Streik: Können Online-Händler Schadenersatz fordern?

Streik beim Logistikunternehmen, Streik bei amazon. Viele Sendungen blieben liegen, es hagelte negative Bewertungen und Umsätze gehen zurück. Aber haben Online-Händler in diesem Fall einen Anspruch auf Schadenersatz? Das Bundesarbeitsgericht hat sich erneut mit dieser Thematik beschäftigt.

Das Bundesarbeitsgericht (Urt. v. 25.8.2015, 1 AZR 754/13) hatte bereichts entschieden, dass von einem Streik betroffene Dritt-Unternehmen von der zum Streik aufrufenden Gewerkschaft keinen Schadenersatz verlangen können, da der Streik nicht in die Rechte dieser Dritt-Unternehmen eingreift. Das BAG hat diese Auffassung nun bestätigt.

Geklagt hatten mehrere Fluggesellschaften gegen die Gewerkschaft der Flugsicherung. Durch deren Streik gingen den Fluggesellschaften rund 3,2 Millionen Euro verloren, diese wollen sie von der Gewerkschaft ersetzt haben.

Was war geschehen?

Im Jahr 2008 forderte die Gewerkschaft die Flughafen Stuttgart GmbH zu Tarifverhandlungen auf. In der Folge kam es zu Arbeitskampfmaßnahmen, also Streiks.
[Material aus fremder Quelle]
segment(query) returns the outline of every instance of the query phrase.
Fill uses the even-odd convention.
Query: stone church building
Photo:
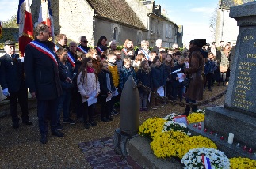
[[[37,21],[40,1],[31,5],[33,22]],[[156,39],[170,47],[177,43],[178,27],[162,13],[155,2],[139,0],[51,0],[55,34],[64,33],[70,40],[78,42],[86,36],[89,46],[96,46],[105,36],[108,42],[116,40],[123,45],[131,39],[134,45]]]

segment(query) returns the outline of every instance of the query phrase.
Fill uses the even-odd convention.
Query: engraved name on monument
[[[238,109],[255,112],[256,91],[256,28],[241,33],[239,58],[234,81],[231,105]]]

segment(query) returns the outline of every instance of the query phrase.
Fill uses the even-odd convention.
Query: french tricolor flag
[[[33,28],[30,0],[20,0],[17,10],[17,24],[19,24],[19,50],[24,56],[25,47],[33,39]]]
[[[212,169],[209,158],[208,158],[204,155],[202,155],[202,161],[205,169]]]
[[[50,0],[41,0],[41,6],[39,12],[38,23],[43,23],[50,28],[52,39],[54,39],[53,17],[51,9]]]

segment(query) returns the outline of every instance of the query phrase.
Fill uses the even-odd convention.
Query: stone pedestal
[[[224,107],[206,110],[204,127],[256,150],[256,2],[231,8],[239,26]],[[248,152],[247,152],[248,153]]]
[[[204,127],[227,138],[234,133],[235,142],[256,150],[256,118],[247,115],[214,107],[207,109]]]

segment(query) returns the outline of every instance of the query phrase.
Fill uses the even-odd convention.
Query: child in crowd
[[[124,44],[124,48],[121,51],[121,58],[122,60],[124,59],[124,58],[126,58],[126,56],[128,55],[128,51],[127,50],[131,48],[134,53],[134,49],[133,49],[133,43],[131,39],[126,39]]]
[[[205,89],[206,84],[208,84],[208,88],[209,91],[212,91],[212,80],[213,78],[214,71],[217,69],[217,66],[213,60],[214,55],[212,52],[209,52],[208,54],[208,58],[204,65],[204,76],[205,76],[205,82],[204,89]]]
[[[163,62],[163,65],[165,66],[165,71],[166,73],[166,97],[168,97],[169,100],[173,99],[173,87],[171,83],[171,76],[170,73],[172,72],[172,69],[174,67],[174,59],[172,58],[172,55],[170,54],[167,54],[165,62]]]
[[[172,48],[168,48],[167,49],[167,54],[173,54],[174,50]]]
[[[93,126],[97,126],[97,122],[93,118],[94,104],[88,105],[87,100],[90,97],[97,98],[100,93],[100,84],[98,82],[96,73],[94,72],[91,58],[86,58],[84,60],[82,60],[78,72],[77,83],[84,107],[84,126],[86,129],[89,129],[90,125]]]
[[[121,51],[119,50],[115,50],[113,53],[116,54],[116,64],[117,66],[118,73],[123,67],[123,60],[121,59]]]
[[[166,60],[166,51],[164,50],[164,51],[161,51],[159,52],[159,57],[160,57],[160,61],[162,63],[164,62],[164,61]]]
[[[152,63],[151,65],[152,69],[152,81],[153,81],[153,92],[157,92],[157,90],[164,87],[166,84],[166,76],[164,69],[163,65],[161,64],[160,58],[156,56],[154,58]],[[155,107],[159,106],[159,100],[155,97],[155,95],[151,94],[151,104],[152,109],[157,109]]]
[[[173,71],[176,71],[178,69],[183,69],[185,68],[185,64],[184,63],[184,57],[181,56],[178,58],[178,62],[174,67]],[[183,81],[184,81],[184,73],[177,73],[171,75],[172,84],[174,86],[174,100],[177,100],[177,96],[179,98],[180,101],[182,101],[182,92],[183,92]],[[182,81],[183,79],[183,81]]]
[[[144,54],[138,54],[135,61],[132,61],[132,66],[134,68],[135,72],[138,71],[139,66],[143,60],[146,60]]]
[[[184,57],[184,63],[185,65],[185,68],[189,68],[189,56]]]
[[[71,92],[74,87],[72,78],[73,67],[67,61],[67,49],[59,48],[57,50],[59,57],[59,73],[61,81],[62,94],[58,100],[58,123],[57,129],[62,130],[63,126],[60,124],[60,114],[63,110],[63,123],[75,124],[75,121],[70,118],[70,103],[71,100]]]
[[[155,56],[157,56],[157,53],[156,53],[156,51],[150,51],[149,55],[150,55],[151,58],[150,58],[150,60],[149,60],[148,63],[149,63],[149,66],[151,66],[151,62],[153,61],[154,58]]]
[[[151,71],[151,68],[149,66],[148,61],[143,60],[141,61],[139,66],[139,70],[136,72],[138,81],[139,81],[143,85],[147,86],[150,88],[152,88],[152,77]],[[139,92],[139,110],[140,111],[147,111],[147,102],[148,93],[145,92],[142,88],[139,87],[138,89]]]
[[[116,90],[112,78],[111,73],[109,71],[108,62],[102,60],[100,62],[101,71],[98,73],[98,81],[100,82],[101,94],[99,99],[101,100],[101,120],[102,122],[113,121],[111,117],[111,111],[113,107],[113,100],[106,100],[108,97],[112,97],[112,92]]]
[[[105,51],[104,51],[104,52],[105,52]],[[103,54],[101,54],[101,56],[103,56]],[[97,55],[97,50],[96,49],[90,49],[87,54],[86,54],[86,57],[87,58],[90,57],[92,58],[94,69],[95,72],[97,73],[98,73],[101,71],[101,68],[100,68],[101,57],[99,55]]]
[[[134,50],[133,48],[128,48],[127,51],[127,54],[125,56],[125,58],[130,58],[131,60],[134,60]]]
[[[124,66],[120,71],[120,89],[122,91],[124,86],[124,84],[129,76],[132,75],[135,82],[137,83],[136,74],[134,71],[133,67],[132,67],[132,61],[130,58],[124,58]]]
[[[181,53],[180,51],[177,51],[177,52],[173,54],[174,62],[174,63],[178,62],[178,60],[180,56],[181,56]]]
[[[78,70],[81,67],[82,61],[86,58],[86,54],[82,51],[76,51],[75,53],[77,61],[75,62],[75,68],[73,70],[73,76],[76,74],[73,79],[74,83],[74,92],[73,92],[73,100],[74,100],[74,107],[75,111],[76,112],[76,118],[79,121],[82,121],[82,103],[81,102],[81,95],[78,92],[78,85],[77,85],[77,79],[78,76]]]

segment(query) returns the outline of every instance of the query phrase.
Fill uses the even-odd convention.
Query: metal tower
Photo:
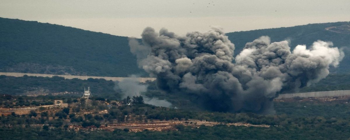
[[[88,87],[88,90],[86,90],[84,87],[84,94],[83,94],[83,98],[86,99],[86,100],[89,100],[89,96],[92,96],[92,94],[90,92],[90,87]]]

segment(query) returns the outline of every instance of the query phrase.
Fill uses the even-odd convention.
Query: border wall
[[[317,91],[311,92],[299,93],[292,94],[280,94],[276,99],[291,98],[295,97],[301,98],[321,98],[350,96],[350,90],[334,90],[332,91]]]
[[[72,79],[74,78],[78,78],[83,80],[87,80],[89,78],[94,79],[104,79],[106,80],[112,80],[114,81],[121,81],[124,79],[136,79],[137,80],[141,83],[145,83],[146,81],[150,80],[153,81],[155,80],[155,78],[144,78],[144,77],[101,77],[101,76],[79,76],[77,75],[50,75],[46,74],[28,74],[24,73],[18,72],[0,72],[0,75],[5,75],[6,76],[14,76],[16,77],[23,77],[24,75],[28,76],[43,77],[52,77],[54,76],[57,76],[64,78],[65,79]]]

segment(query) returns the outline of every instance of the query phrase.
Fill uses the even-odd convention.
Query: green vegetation
[[[54,76],[52,78],[28,76],[15,77],[0,76],[0,94],[25,95],[44,93],[48,94],[62,92],[67,96],[77,97],[82,96],[84,87],[90,86],[95,98],[120,99],[120,94],[115,91],[115,83],[103,79],[77,78],[65,79]]]
[[[350,104],[348,103],[348,101],[275,102],[276,114],[270,115],[189,111],[134,104],[112,107],[108,110],[107,114],[103,115],[86,114],[82,117],[72,114],[76,112],[74,109],[65,108],[54,115],[42,113],[44,115],[39,116],[37,114],[36,116],[34,112],[31,112],[26,115],[14,113],[0,117],[0,135],[5,139],[344,140],[350,138],[350,128],[348,127],[350,125]],[[86,109],[83,107],[81,109]],[[261,128],[219,125],[193,128],[178,125],[175,126],[177,131],[145,130],[137,133],[129,132],[127,128],[117,129],[113,132],[75,131],[68,128],[70,123],[79,124],[83,127],[93,125],[98,128],[111,120],[128,121],[127,117],[125,120],[120,117],[125,115],[144,115],[148,119],[205,119],[224,123],[243,122],[266,124],[271,126]],[[56,118],[48,119],[48,117],[52,115]],[[68,119],[71,122],[65,121]],[[34,124],[44,125],[32,125]]]
[[[349,79],[349,74],[331,74],[316,84],[301,89],[299,92],[350,90]]]
[[[228,33],[235,54],[245,43],[267,35],[272,41],[290,41],[308,46],[318,40],[344,48],[345,57],[337,72],[350,72],[350,34],[326,30],[348,22],[312,24],[290,27]],[[141,31],[140,31],[140,33]],[[0,71],[126,77],[148,76],[136,64],[126,37],[70,27],[0,18]]]
[[[127,77],[145,74],[127,37],[0,18],[0,71]]]
[[[317,40],[331,41],[334,47],[342,48],[345,57],[339,68],[331,69],[333,72],[350,72],[350,34],[340,33],[326,30],[326,28],[350,24],[348,22],[309,24],[289,27],[262,29],[249,31],[237,31],[226,34],[229,39],[234,44],[237,55],[244,47],[246,43],[252,41],[262,36],[268,36],[272,42],[288,40],[293,49],[297,45],[305,44],[310,46]]]

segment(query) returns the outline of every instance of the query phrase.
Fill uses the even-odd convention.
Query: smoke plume
[[[140,68],[157,78],[158,88],[196,96],[214,111],[273,113],[279,93],[318,82],[344,56],[331,42],[319,40],[291,51],[287,41],[271,43],[263,36],[235,58],[234,45],[217,28],[181,36],[147,27],[141,36],[143,44],[132,40],[131,49]]]
[[[134,76],[132,77],[136,77]],[[126,98],[129,96],[132,97],[134,96],[142,96],[144,98],[145,103],[158,106],[169,107],[172,106],[172,104],[164,100],[160,100],[156,98],[149,98],[143,94],[143,93],[147,91],[147,85],[140,84],[139,82],[136,79],[126,78],[119,82],[117,84],[115,89],[121,91],[122,99]]]

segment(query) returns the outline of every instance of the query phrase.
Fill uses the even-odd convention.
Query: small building
[[[91,94],[91,92],[90,92],[90,87],[88,87],[87,90],[85,89],[85,88],[84,88],[84,93],[83,94],[83,97],[82,98],[86,99],[86,100],[89,100],[89,96],[92,96],[92,94]]]
[[[63,103],[63,100],[54,100],[54,104],[56,105],[59,105],[62,107],[68,107],[68,103]]]

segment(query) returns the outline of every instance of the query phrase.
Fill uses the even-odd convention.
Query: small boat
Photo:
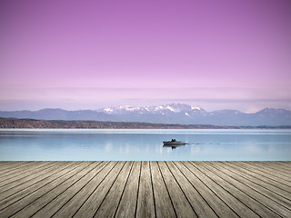
[[[186,142],[176,141],[176,139],[172,139],[171,141],[163,141],[164,145],[182,145],[186,144]]]

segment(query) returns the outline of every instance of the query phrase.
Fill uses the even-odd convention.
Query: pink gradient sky
[[[0,110],[291,109],[291,1],[0,2]]]

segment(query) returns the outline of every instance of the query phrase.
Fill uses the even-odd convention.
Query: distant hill
[[[245,129],[291,128],[291,126],[222,126],[162,124],[150,123],[35,120],[0,117],[0,129]]]
[[[2,111],[0,112],[0,117],[226,126],[291,125],[291,111],[285,109],[265,108],[254,114],[246,114],[237,110],[207,112],[202,108],[186,104],[145,107],[120,106],[79,111],[50,108],[39,111]]]

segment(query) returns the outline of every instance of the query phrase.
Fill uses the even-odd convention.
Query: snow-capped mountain
[[[186,104],[142,107],[125,105],[101,108],[95,111],[43,109],[39,111],[0,112],[0,117],[232,126],[291,125],[291,111],[285,109],[265,108],[254,114],[246,114],[237,110],[206,112],[197,106]]]
[[[163,104],[160,106],[143,106],[143,107],[133,107],[129,105],[125,106],[119,106],[119,107],[105,107],[97,110],[98,112],[103,112],[107,114],[175,114],[175,113],[181,113],[181,112],[194,112],[194,111],[203,111],[205,110],[193,106],[190,104]]]

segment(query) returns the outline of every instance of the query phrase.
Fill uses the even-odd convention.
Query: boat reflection
[[[174,150],[174,149],[176,149],[177,147],[182,147],[182,146],[185,146],[185,145],[186,145],[186,144],[164,144],[163,147],[165,147],[165,148],[171,147],[172,150]]]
Zusätzlich rief die Gewerkschaft die Beschäftigten der Vorfeldkontrolle/Verkehrszentrale zu einem "Unterstützerstreik" auf.

Nur 25% des regulären Flugbetriebes wurden abgewickelt, wodurch zahlreiche Flüge ausfielen oder Verspätungen hatten bzw. umgeleitet werden mussten.

Das Arbeitsgericht Frankfurt a.M. erließ gegen die Gewerkschaft eine Verbotsverfügung, sie musste daraufhin den Unterstützerstreik vorzeitig abbrechen.

Kein Anspruch auf Schadenersatz

Die Fluggesellschaften hatten mit ihrer Klage auf Schadenersatz in den Vorinstanzen keinen Erfolg. Auch die Revision vor dem Bundesarbeitsgericht hatte keinen Erfolg. Aus der Pressemitteilung (43/15) des Gerichts:

"Ein Schadensersatzanspruch aus § 823 Abs. 1 BGB wegen einer widerrechtlichen Eigentumsverletzung in Form einer erheblichen Nutzungsbeeinträchtigung an den Flugzeugen besteht nicht.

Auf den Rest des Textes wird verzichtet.